This solution passes the verification and it is already faster than the baseline:
Time (mean ± σ): 95.499 s ± 0.319 s [User: 91.841 s, System: 3.413 s]
Range (min … max): 95.028 s … 96.116 s 10 runsBetter Compilation Parameters - 89 Seconds
Most of the time I am trying to optimize some Rust code, I use the following Cargo profiles to maximize performance and gather performance metrics:
[profile.max]
inherits = "release"
panic = "abort"
codegen-units = 1
lto = true
[profile.bench]
inherits = "max"
debug = true
strip = false
The max profile contains the most aggressive optimizations that a profile can apply, and the bench profile is the same with the addition of some debugging information that can help debug and gather performance metrics.
In most cases there will actually be no measurable difference between the two profiles.
Warning - panic = “abort”
The
panic = "abort"setting usually has an immeasurably small effect on normal runtime performance.
Outside a scenario where the program panics, the difference is essentially a slightly smaller binary due to not needing the unwinding code. When the program does panic, setting it to abort skips unwinding the stack and cleaning up resources. That also means that recovering from a panic is no longer possible.

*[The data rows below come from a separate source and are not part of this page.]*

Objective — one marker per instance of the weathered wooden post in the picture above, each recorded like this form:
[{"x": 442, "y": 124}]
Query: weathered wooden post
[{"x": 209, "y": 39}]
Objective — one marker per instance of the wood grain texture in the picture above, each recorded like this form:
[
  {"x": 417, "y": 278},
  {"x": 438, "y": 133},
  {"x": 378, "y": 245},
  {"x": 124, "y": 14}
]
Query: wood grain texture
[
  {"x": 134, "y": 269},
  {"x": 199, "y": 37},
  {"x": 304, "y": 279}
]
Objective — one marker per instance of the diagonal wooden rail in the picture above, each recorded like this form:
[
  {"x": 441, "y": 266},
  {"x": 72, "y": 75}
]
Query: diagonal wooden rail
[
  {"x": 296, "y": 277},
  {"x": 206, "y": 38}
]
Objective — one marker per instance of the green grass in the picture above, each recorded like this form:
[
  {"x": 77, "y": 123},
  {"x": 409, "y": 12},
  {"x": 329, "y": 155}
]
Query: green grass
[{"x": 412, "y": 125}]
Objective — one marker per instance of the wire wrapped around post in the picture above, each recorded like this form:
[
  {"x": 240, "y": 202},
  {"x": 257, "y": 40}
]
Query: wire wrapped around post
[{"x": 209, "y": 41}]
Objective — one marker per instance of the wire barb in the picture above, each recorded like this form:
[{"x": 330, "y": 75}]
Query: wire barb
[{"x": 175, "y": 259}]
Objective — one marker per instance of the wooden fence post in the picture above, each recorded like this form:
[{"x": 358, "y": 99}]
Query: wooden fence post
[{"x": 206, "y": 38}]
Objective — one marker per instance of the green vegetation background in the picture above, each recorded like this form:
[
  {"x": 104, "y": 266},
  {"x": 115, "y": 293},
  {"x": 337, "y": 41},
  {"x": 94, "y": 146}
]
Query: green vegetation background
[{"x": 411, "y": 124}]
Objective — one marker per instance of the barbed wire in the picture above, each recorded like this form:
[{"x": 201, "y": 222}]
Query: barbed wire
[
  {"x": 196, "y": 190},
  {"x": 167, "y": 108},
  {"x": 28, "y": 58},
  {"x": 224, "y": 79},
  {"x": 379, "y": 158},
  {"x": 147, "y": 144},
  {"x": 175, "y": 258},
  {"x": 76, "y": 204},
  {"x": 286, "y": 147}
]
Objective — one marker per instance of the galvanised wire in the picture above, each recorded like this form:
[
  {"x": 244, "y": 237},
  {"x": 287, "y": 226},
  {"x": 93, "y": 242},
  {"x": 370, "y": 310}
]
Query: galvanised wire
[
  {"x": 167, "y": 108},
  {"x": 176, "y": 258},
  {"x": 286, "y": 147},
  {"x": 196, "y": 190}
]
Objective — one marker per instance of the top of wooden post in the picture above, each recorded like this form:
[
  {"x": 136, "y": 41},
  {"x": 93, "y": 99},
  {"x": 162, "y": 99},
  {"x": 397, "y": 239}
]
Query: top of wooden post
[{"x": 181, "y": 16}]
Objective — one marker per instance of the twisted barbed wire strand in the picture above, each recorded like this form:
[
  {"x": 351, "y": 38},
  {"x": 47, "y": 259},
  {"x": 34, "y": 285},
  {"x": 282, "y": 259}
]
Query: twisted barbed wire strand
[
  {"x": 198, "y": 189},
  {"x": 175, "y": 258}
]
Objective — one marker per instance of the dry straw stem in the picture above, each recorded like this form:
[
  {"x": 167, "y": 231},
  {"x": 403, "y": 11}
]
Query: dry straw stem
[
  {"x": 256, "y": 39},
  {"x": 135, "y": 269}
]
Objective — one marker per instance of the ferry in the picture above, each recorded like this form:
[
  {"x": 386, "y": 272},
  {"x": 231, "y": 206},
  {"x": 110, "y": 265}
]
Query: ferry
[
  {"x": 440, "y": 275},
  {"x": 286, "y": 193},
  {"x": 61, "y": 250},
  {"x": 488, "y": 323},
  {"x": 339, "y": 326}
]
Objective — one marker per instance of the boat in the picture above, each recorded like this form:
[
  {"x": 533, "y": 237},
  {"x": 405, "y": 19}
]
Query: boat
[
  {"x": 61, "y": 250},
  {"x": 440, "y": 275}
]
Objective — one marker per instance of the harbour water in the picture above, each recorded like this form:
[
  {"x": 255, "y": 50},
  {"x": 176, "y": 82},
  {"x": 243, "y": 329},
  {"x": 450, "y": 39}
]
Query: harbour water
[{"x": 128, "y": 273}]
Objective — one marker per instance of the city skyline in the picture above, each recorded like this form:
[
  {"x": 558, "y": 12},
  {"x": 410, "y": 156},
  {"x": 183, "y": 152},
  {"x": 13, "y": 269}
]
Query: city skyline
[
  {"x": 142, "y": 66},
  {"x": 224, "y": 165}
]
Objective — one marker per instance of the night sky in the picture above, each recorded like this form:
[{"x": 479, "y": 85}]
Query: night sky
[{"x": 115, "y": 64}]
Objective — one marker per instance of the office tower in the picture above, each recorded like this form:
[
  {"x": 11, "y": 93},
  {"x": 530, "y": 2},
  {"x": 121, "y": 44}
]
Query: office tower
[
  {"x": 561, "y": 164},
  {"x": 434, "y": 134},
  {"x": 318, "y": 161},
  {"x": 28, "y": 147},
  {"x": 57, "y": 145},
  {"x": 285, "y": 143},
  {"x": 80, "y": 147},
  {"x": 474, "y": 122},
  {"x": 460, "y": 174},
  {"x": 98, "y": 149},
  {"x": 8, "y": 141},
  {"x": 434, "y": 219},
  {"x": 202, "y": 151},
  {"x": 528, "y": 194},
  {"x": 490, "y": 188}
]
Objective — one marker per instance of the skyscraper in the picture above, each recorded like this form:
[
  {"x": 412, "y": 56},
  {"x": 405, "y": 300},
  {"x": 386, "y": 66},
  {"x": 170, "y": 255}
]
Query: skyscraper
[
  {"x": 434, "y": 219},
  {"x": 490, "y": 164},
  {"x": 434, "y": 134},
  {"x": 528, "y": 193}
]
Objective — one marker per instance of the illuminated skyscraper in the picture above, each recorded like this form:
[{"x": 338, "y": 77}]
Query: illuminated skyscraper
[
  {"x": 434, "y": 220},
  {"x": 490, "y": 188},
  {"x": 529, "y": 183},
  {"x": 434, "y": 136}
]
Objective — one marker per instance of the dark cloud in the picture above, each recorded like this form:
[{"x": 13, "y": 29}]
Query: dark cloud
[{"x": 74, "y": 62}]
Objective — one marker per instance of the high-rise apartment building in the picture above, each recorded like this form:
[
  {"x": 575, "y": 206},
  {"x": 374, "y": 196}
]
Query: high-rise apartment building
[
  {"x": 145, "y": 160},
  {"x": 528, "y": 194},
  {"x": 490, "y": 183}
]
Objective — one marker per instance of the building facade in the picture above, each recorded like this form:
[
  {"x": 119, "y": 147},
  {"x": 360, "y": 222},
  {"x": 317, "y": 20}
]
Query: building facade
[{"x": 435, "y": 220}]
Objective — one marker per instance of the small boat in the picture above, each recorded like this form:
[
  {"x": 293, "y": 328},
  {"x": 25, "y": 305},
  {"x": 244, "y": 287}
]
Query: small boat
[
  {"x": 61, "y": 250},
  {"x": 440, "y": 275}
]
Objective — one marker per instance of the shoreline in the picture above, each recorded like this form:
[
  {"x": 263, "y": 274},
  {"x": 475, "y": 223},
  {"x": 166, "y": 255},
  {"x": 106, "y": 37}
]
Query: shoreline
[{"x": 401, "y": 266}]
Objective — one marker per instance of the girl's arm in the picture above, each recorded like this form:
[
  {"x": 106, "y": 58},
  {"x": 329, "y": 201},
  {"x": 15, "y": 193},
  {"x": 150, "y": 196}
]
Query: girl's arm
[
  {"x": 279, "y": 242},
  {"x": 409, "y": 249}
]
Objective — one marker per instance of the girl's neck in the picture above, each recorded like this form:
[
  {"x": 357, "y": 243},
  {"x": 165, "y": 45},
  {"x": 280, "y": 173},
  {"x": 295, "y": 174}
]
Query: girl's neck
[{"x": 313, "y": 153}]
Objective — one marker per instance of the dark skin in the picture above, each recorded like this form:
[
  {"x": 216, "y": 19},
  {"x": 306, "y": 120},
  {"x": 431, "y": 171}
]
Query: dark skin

Running the same code with the max profile improves the performance a little, to 90 seconds:
Time (mean ± σ): 90.245 s ± 0.619 s [User: 86.582 s, System: 3.426 s]
Range (min … max): 89.227 s … 91.232 s 10 runsWe can additionally compile the code specifically for the host CPU, which mostly means allowing the compiler to automatically use all available CPU extensions, such as AVX2 in my case. This is done by creating a file called config.toml in a new directory called .cargo and writing to it:
[build]
rustflags = ["-Ctarget-cpu=native"]
This addition shaved off one more second:
Time (mean ± σ): 89.016 s ± 0.825 s [User: 85.358 s, System: 3.429 s]
Range (min … max): 88.010 s … 90.681 s 10 runsThe current code is not very friendly to vectorization, which often gets the biggest gain from native compilation. This explains why we only see a very small improvement. I will be using these parameters in the rest of the measurements.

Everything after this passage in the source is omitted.